An example of this collaboration is the Omics and Precision Agriculture Laboratory (OPAL) managed by GIFS. OPAL was founded by Agriculture and Agri-Food Canada, the National Research Council of Canada and USask, with a strategic investment from Western Economic Diversification Canada.
The first of its kind in Canada, OPAL combines the digital data analyses of plant genes and traits with the latest precision agtech to improve crop yield, profitability and sustainability in the agri-food sector.
“OPAL is a one-stop-shop for plant analyses at the molecular level, and we’re excited to have these high-tech services right here at USask, supporting Saskatchewan’s rich biotechnology ecosystem,” said Peta-Gaye Burnett, OPAL platform leader at GIFS. “Through OPAL, Saskatchewan’s agri-industry now has proximity to Canada’s most integrated omics and precision agriculture facility to analyze crop data.”
Using some of the latest in agtech, OPAL combines global positioning systems, remote aerial imaging, unmanned aerial vehicles and in-field environmental monitoring—with digital DNA sequence information—to provide a complete profile of plant samples. The versatile equipment can also analyze animal and human samples.

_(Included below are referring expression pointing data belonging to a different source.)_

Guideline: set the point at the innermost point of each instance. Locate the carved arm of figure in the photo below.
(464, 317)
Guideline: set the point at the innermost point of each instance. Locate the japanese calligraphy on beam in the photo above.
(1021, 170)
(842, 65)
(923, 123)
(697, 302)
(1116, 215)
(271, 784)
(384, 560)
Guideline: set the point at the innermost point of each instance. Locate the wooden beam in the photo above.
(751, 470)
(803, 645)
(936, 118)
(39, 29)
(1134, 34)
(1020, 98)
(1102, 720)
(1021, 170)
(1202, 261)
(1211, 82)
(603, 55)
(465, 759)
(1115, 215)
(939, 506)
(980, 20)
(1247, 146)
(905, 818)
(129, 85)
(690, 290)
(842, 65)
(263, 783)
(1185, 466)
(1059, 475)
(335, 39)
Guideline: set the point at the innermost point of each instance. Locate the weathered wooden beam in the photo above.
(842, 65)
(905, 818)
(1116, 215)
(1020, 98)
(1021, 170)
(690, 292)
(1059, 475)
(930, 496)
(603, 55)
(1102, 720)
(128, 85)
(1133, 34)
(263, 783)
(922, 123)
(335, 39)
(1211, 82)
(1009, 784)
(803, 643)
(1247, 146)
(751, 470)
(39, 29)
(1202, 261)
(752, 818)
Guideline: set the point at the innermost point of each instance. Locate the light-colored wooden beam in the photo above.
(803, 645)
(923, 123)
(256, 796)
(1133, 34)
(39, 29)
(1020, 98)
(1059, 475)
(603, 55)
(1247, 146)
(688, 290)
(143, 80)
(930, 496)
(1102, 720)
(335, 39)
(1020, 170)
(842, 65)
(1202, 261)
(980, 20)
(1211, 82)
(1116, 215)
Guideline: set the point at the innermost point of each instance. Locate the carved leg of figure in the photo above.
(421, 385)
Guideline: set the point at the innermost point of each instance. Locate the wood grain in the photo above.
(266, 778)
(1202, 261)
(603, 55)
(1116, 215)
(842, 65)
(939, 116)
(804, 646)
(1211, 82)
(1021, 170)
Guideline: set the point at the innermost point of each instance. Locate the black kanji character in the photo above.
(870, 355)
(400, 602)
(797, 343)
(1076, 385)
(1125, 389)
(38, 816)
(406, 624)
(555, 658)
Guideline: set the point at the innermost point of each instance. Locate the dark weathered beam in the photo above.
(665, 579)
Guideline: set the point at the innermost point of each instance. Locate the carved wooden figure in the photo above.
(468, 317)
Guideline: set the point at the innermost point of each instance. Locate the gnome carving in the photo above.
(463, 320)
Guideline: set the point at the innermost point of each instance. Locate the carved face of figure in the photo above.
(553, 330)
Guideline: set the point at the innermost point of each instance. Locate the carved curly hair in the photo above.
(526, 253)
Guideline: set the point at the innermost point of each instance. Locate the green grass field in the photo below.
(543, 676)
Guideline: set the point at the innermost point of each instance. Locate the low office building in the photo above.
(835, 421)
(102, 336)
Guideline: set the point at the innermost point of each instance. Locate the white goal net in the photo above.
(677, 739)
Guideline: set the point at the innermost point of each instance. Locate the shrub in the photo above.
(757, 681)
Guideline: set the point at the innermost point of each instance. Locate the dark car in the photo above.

“OPAL’s detailed plant analyses will help farmers target their crops with the right amounts of water, fertilizers and pesticides, rather than uniformly spraying these products across their fields,” said Burnett, a USask alumnus. “This precision in agriculture means a more efficient use of resources and reduced environmental impact, leading to accelerated crop breeding, less waste, and increased efficiency for breeders, agronomists, producers and other stakeholders.”
Though its hard launch isn’t until January 2021, OPAL is already operational, providing bioinformatics and long- and short-read genetic sequencing services to clients.
“We’re open for business and eager to provide unparalleled satisfaction serving clients within and outside our campus community,” said Burnett.
GIFS is part of another agtech collaboration, a new $26.2 million Protein Industries Canada (PIC) partnership that’s developing technology to help lower pesticide use across Canada. The project involves using artificial intelligence (AI) to detect weeds and other crop pests, so they can be targeted directly with pesticides. The AI technology is estimated to reduce pesticide use by up to 95 per cent while maintaining crop yield, saving farmers about $52 per acre per growing season.
Roughly 120 Canadian jobs are expected to be created as a result of this project led by Precision.ai Inc., Sure Growth Solutions Inc., Exceed Grain Marketing, and GIFS. The partners are together investing $13.4 million in the project, with PIC investing the remaining $12.8 million.
“At GIFS, we believe that with collaboration and commitment, innovative agtech can help build sustainable food security. However, there needs to be structure to guide the extensive validation of the technologies before they can be successfully deployed as innovative agriculture solutions,” said Webb.
“By working together with diverse stakeholders and continued investments in research and development, we can advance and accelerate agtech’s use as a valuable tool that enables sustainable access to safe and nutritious food in Saskatchewan, across Canada and everywhere in the world where the technologies are deployed.”